*Takashi Sekiya1, Hiroki Kashimura2, Shingo Watanabe2, Kengo Sudo1,2
(1.Graduate School of Environmental Studies, Nagoya University, 2.Japan Agency for Marine-Earth Science and Technology)
Keywords:Geoengineering, Stratospheric aerosols, Stratospheric circulation, Aerosol microphysics
Geoengineering is deliberate manipulation of climate system to counteract anthropogenic climate change due to greenhouse gases. In the geoengineering techniques, stratospheric SO2 injection is analogically based on SO2 injection by explosive volcanic eruption and subsequent surface cooling. However, climate models participating in the Geoengineering Model Intercomparison Project (GeoMIP) demonstrate diverse results. Some of uncertainties of the results are aerosol microphysical properties and stratospheric circulation. This study introduces an aerosol microphysics module of stratospheric sulfate aerosols into the MIROC-ESM-CHEM earth system model (hereinafter, MIROC-ESM-CHEM-AMP). The model can represent aerosol microphysical properties and aerosol transport explicitly. We conducted the geoengineering simulation using MIROC-ESM-CHEM-AMP in the same manner as the GeoMIP’s G4 experiment. G4 experiment assumes stratospheric SO2 injection of 5 Tg/year into the lower stratosphere at the equator during 2020—2070 under RCP4.5 scenario. We also compare the results of MIROC-ESM-CHEM-AMP with the results of MIROC-ESM-CHEM. G4 experiment with MIROC-ESM-CHEM prescribes stratospheric aerosol optical depth (SAOD) based on the observed SAOD after the 1991 eruption of Mt. Pinatubo. The results show that SAOD in MIROC-ESM-CHEM-AMP is twice as large as SAOD in MIROC-ESM-CHEM. In MIROC-ESM-CHEM-AMP, the effective radius of stratospheric sulfate aerosols grew by 0.51 μm in the tropical lower stratosphere because of the stratospheric SO2 injection. Mean residence time of stratospheric sulfate aerosols is 1.13 year. The stratospheric burden is 2.85 TgS that is larger than the yearly injected SO2 amount (2.5 TgS).

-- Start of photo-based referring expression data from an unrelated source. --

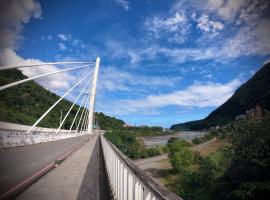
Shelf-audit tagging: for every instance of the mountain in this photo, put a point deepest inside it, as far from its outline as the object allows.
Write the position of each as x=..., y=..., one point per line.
x=25, y=103
x=256, y=91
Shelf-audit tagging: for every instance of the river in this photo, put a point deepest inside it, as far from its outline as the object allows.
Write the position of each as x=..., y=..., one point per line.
x=162, y=140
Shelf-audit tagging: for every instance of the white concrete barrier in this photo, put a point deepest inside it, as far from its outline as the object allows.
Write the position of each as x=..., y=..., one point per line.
x=12, y=135
x=129, y=182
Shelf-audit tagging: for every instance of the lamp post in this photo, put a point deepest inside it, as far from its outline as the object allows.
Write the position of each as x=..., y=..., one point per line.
x=61, y=115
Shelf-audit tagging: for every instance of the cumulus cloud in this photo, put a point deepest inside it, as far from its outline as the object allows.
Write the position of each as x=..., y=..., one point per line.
x=209, y=26
x=113, y=79
x=64, y=37
x=196, y=95
x=13, y=14
x=52, y=82
x=62, y=47
x=123, y=3
x=175, y=28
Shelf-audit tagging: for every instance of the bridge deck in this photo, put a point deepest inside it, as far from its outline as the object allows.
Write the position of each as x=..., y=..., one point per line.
x=82, y=176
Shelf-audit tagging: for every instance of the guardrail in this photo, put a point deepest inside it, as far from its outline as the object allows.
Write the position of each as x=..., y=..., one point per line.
x=129, y=182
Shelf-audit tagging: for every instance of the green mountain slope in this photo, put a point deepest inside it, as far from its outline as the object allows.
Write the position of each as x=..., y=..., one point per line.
x=255, y=91
x=25, y=103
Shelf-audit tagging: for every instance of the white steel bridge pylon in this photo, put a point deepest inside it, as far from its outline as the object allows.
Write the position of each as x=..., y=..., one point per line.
x=87, y=104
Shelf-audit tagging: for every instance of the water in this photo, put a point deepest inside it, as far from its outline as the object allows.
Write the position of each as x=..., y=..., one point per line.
x=162, y=140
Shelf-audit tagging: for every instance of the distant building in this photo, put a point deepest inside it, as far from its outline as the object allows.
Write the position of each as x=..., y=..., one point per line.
x=253, y=114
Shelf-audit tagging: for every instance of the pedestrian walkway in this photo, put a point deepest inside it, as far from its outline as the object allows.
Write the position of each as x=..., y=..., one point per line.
x=82, y=176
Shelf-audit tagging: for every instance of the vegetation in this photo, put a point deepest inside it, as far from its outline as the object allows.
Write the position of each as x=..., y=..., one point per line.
x=25, y=103
x=127, y=142
x=207, y=137
x=254, y=91
x=238, y=171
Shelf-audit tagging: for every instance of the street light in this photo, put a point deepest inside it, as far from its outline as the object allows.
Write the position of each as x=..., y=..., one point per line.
x=61, y=116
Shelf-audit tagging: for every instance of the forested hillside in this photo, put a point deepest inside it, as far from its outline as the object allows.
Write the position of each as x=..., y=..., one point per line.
x=255, y=91
x=25, y=103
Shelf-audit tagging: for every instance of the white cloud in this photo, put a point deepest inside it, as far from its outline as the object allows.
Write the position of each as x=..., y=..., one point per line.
x=113, y=79
x=52, y=82
x=196, y=95
x=252, y=11
x=64, y=37
x=227, y=9
x=123, y=3
x=251, y=40
x=62, y=47
x=209, y=26
x=13, y=14
x=174, y=28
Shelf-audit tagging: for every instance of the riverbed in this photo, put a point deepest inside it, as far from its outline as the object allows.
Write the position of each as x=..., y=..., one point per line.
x=162, y=140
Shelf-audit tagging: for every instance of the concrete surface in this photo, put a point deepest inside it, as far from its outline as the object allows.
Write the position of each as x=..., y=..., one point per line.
x=17, y=164
x=82, y=176
x=13, y=135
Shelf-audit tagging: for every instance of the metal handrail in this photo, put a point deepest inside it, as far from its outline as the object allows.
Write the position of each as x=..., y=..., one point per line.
x=127, y=180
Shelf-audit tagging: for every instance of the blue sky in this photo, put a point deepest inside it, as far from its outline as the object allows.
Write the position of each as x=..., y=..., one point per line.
x=162, y=62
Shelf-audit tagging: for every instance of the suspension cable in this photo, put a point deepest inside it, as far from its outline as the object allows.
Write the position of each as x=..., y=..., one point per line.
x=41, y=64
x=38, y=76
x=77, y=114
x=63, y=121
x=84, y=120
x=82, y=114
x=74, y=86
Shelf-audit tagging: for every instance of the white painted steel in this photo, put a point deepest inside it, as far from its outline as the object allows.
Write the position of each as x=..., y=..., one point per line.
x=82, y=114
x=77, y=114
x=41, y=64
x=74, y=86
x=38, y=76
x=124, y=183
x=63, y=121
x=92, y=97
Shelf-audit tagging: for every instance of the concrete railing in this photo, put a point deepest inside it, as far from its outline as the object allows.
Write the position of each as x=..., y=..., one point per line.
x=129, y=182
x=13, y=135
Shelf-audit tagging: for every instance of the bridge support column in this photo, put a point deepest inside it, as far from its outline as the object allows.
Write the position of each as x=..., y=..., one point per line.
x=92, y=97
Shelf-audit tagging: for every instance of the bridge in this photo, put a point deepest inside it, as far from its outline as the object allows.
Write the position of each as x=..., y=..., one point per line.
x=79, y=163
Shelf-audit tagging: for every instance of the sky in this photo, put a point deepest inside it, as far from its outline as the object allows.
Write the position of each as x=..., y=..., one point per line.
x=162, y=62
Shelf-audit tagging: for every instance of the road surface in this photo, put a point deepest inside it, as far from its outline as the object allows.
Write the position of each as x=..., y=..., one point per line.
x=18, y=164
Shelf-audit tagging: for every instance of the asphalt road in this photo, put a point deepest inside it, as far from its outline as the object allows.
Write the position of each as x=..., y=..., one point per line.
x=17, y=164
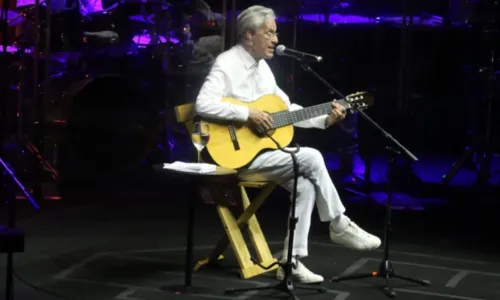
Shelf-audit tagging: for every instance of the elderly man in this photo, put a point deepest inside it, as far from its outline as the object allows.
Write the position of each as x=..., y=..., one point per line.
x=242, y=72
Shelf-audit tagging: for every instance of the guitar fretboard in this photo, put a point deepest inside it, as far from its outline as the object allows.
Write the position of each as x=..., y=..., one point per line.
x=285, y=118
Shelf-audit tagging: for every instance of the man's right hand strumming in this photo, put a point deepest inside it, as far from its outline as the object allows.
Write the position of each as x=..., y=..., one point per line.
x=262, y=121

This study also investigates effects of the stratospheric SO2 injection on mean age of stratospheric air. In the both models, the stratospheric SO2 injection increases the mean age by 0.15 year at maximum and decreases the mean age by 0.25 year at maximum. The changes in the mean age in MIROC-ESM-CHEM-AMP are more than three times as large as the changes in MIROC-ESM-CHEM. We furthermore assess the effects of the stratospheric SO2 injection on the mean age of stratospheric air using the G4 experiment with sea surface temperature (SST) of the RCP4.5 experiment (without geoengineering). The results suggest that the increase in the mean age is caused by slow response (e.g., SST changes) and that the decrease is caused by fast response (e.g., longwave radiation absorption of sulfate aerosols). The model results also demonstrate that the slow response leads to weakened circulation in the lower stratosphere, resulting in a slight increase in SAOD (about 5%).